Is the DP-Deep Learning model more sensitive to hyperparameters like batch size and noise level or the structure of NN?

Thanks,

karthikprasad · October 5, 2021, 8:36pm

Hello @NBu,
I really don’t know how this post went unattended. Sorry for the delay.

When a model has many layers, it wasn’t able to convergence under DP. Are there any recommended approaches to overcome this problem for large models with many Fully connected layers?

Do you mind sharing an example notebook of this? Hyper-parameter tuning should typically help with these cases. Some tips: FAQ · Opacus

When I decreased batch_size using the same model (due to memory size 8GB), the loss goes up to 80-200. That’s mean it is challenging to make a large batch with DP. Large batch size sometimes helps to improve model accuracy.

The memory requirement is an unfortunate consequence of maintaining per-sample gradients. Opacus provides a concept of virtual_batch to overcome this issue. Please try it out if you haven’t already. FAQ · Opacus

Is DP-SGD very slow due to per-sample gradients? Is there any way to speed up processing time?

There is some overhead to computing per-sample gradients. The speed degradation depends on the layers as well (eg Linear vs LSTM). We can take a look at your notebook to make some suggestions.

Can we achieve a comparable accuracy with the baseline model under a modest privacy budget?
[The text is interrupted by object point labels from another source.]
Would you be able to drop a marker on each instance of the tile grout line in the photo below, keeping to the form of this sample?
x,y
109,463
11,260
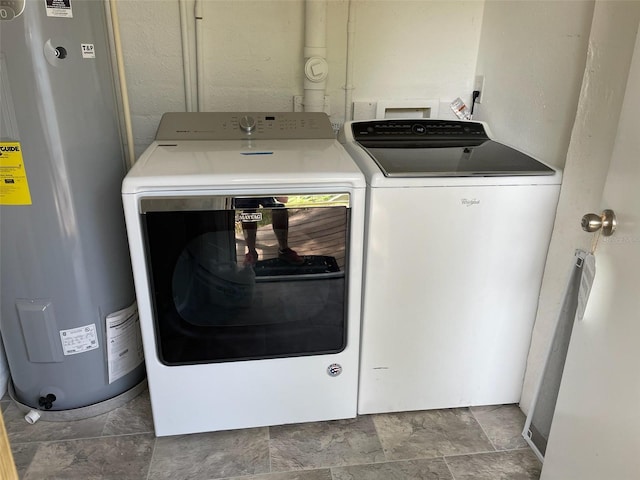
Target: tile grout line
x,y
453,477
482,428
77,439
153,452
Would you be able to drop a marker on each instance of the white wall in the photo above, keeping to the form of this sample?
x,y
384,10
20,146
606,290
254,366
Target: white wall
x,y
611,44
253,56
532,54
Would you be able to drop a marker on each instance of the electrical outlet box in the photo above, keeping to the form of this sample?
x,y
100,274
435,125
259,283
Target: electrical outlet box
x,y
478,85
298,106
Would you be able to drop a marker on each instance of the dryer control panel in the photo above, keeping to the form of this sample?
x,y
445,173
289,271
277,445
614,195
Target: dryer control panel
x,y
244,125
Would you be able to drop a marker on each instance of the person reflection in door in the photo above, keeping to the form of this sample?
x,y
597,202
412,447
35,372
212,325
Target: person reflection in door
x,y
280,224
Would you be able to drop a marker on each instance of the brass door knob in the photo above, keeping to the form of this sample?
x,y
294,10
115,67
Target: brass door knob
x,y
592,222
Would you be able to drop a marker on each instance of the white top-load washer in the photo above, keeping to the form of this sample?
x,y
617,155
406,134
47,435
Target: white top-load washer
x,y
246,234
456,238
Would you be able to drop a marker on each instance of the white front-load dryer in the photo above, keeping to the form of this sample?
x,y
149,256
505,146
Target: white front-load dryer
x,y
246,233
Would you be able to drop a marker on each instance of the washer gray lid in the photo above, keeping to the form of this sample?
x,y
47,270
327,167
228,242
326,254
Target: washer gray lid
x,y
440,148
488,158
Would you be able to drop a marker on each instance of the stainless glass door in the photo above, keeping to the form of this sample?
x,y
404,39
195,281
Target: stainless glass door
x,y
240,278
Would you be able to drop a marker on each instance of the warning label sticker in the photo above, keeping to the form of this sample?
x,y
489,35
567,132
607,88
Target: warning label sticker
x,y
79,340
14,188
88,50
59,8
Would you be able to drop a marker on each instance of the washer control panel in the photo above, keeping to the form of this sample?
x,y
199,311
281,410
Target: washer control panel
x,y
244,125
390,130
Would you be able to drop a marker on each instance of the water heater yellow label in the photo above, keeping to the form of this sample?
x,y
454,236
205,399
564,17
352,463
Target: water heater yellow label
x,y
14,188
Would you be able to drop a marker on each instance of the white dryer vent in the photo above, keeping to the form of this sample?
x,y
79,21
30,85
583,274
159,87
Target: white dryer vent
x,y
406,108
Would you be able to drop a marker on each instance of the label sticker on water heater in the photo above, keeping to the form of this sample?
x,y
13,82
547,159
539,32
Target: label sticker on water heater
x,y
14,187
79,339
59,8
88,50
Depends a lot on the task. As you can see on https://opacus.ai, the answer is a resounding yes for MNIST with a small network. However, there is a ~20pp gap in accuracy for CIFAR-10 with ResNet18.

Bridging this gap is an active area of research, and we whole heartedly welcome your ideas and contributions. One of the main goals of open-sourcing opacus is to help push this research.